Firearm legislation and the Cullen inquiryBMJ 1996; 313 doi: https://doi.org/10.1136/bmj.313.7054.374 (Published 17 August 1996) Cite this as: BMJ 1996;313:374
<it>Independent medical advisors and a help line would keep doctors out of</it> <it>the firing line</it>
On 13 March 1996 Thomas Hamilton walked into the gymnasium at Dunblane Primary School and shot dead 16 children and their teacher. The Secretary of State for Scotland, on behalf of both houses of parliament, asked Lord Cullen to inquire into this tragic incident, and his report is expected at the end of September. It will include recommendations on the control of possession and use of firearms and ammunition, school security, and the vetting and supervision of adults working with children. The Secretary of State for Scotland has made it clear that parliamentary time has been set aside to implement any recommendations.
Under current legislation, people wishing to obtain a certificate to acquire, renew, or alter a firearm or shotgun must fill in a questionnaire. This asks for personal details including a specific question about whether the applicant has ever had epilepsy or any form of mental disorder. All applications must be countersigned by someone who is resident in Britain, who has known the applicant personally for at least two years, is not a relative, and is either a member of parliament, a justice of the peace, a minister of religion, a doctor, a lawyer, an established civil servant, a bank officer, or “person of similar standing.” Those countersigning the application certify that to the best of their knowledge and belief the information given in it is true, that they know of no reason why the applicant should not be permitted to possess a firearm, and that the photographs enclosed with the application bear a current true likeness to the applicant.
The difficulty for the medical profession is that, even with clearly stated limitations to the countersignatory's responsibilities, a doctor's signature is likely to imply more than simply that the facts of the medical record are correct. And as David Cooke, professor of forensic psychology at Glasgow University, stated in his evidence to the Cullen inquiry, it is impossible to predict with certainty who might be unsafe with a gun. Even with a multi-disciplinary team and several hours of direct interaction between doctor and patient, no absolute guarantee of future safety can be given. This is because mental illness can arise rapidly, and even if re-certification took place at yearly intervals (it is currently every five years) this would not necessarily address the problem.
In its existing advice to doctors, the BMA draws a distinction between a doctor acting simply as a person of good standing and a doctor signing an application for a patient. In the second case, doctors are advised not to support firearm applications unless they believe that they have sufficient knowledge about an individual to justify their judgment that the person could safely possess and control a firearm. There will be those both within and outside the profession who feel that, while the system is not perfect, a general practitioner is likely to be in a better position than many others to judge a patient's state of mind and should therefore take part in certification in the interests of public safety. But the BMA believes that doctors will rarely have sufficient information about patients to state with confidence that they can “safely possess and control firearms,” and the annual representatives meeting in June concluded, by a small majority, “that doctors should not endorse gun licence applications.”
In its evidence to the Cullen inquiry, the Federation of Police Surgeons suggested the introduction of a confidential medical questionnaire similar to the one used when applying for a life insurance policy. This would be completed by the patient's own general practitioner. The preliminary screening would then be carried out by an independent doctor specially appointed for this task. Further reports could be obtained with specialist examination if necessary. If the applicant did not cooperate the application would simply be turned down. In its evidence the BMA emphasised that this proposed scheme still suffered from the flaw that medical risk prediction is insufficiently precise to give absolute guarantees about the safety of an individual to carry firearms and this must be made clear to the public to prevent any false reassurance. It does have the advantage of removing direct responsibility for endorsing firearms licences away from the applicant's general practitioner.
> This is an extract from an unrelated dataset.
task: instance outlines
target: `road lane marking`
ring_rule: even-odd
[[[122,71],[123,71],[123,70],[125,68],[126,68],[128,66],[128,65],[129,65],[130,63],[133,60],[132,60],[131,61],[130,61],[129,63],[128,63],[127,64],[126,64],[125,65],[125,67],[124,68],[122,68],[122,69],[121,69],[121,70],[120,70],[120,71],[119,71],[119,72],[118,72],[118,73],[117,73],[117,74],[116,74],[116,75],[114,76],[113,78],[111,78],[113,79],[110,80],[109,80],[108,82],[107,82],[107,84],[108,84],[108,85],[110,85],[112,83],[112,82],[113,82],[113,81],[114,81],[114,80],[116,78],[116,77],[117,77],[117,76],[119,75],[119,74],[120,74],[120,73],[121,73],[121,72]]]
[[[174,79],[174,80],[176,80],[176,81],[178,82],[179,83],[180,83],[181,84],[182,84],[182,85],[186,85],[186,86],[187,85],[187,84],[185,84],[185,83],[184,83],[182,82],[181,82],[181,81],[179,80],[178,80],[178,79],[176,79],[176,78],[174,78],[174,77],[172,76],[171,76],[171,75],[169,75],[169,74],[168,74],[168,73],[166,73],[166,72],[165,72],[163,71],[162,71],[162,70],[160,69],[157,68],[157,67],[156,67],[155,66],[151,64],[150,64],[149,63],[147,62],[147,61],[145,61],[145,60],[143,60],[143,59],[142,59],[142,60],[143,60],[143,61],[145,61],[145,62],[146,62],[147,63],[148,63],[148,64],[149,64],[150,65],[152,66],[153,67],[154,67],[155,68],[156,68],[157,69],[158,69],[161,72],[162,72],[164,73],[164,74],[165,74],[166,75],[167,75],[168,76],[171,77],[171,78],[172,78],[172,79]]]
The BMA also suggested a helpline similar to the Driver and Vehicle Licensing Agency helpline for doctors who are concerned about a patient's fitness to drive. A doctor concerned about a patient's fitness to carry firearms could ring the firearms helpline and discuss the details with a medical advisor. This advisor could take appropriate action to investigate the case, and if the gun licence holder refused to cooperate the license would automatically be revoked. Disclosure of medical details would be allowed under guidance from the General Medical Council in the public interest.
This week the Home Affairs select committee on control of handguns proposed a change to existing procedures, suggesting that applications for firearm and shotgun licences should contain all relevant medical information and should be signed by a general practitioner. However, applicants should not be asked to undergo psychological screening.1 Many bodies including the BMA have asked parliament to ban the private ownership of handguns, but the final decision rests with Lord Cullen. If he does not recommend a ban, he will need to decide on new licensing procedures. The medical profession will have to face up realistically to any recommendations about its role, urgently reconvene the debate, and formulate a response that aims to safeguard members of the public rather than falsely reassure them.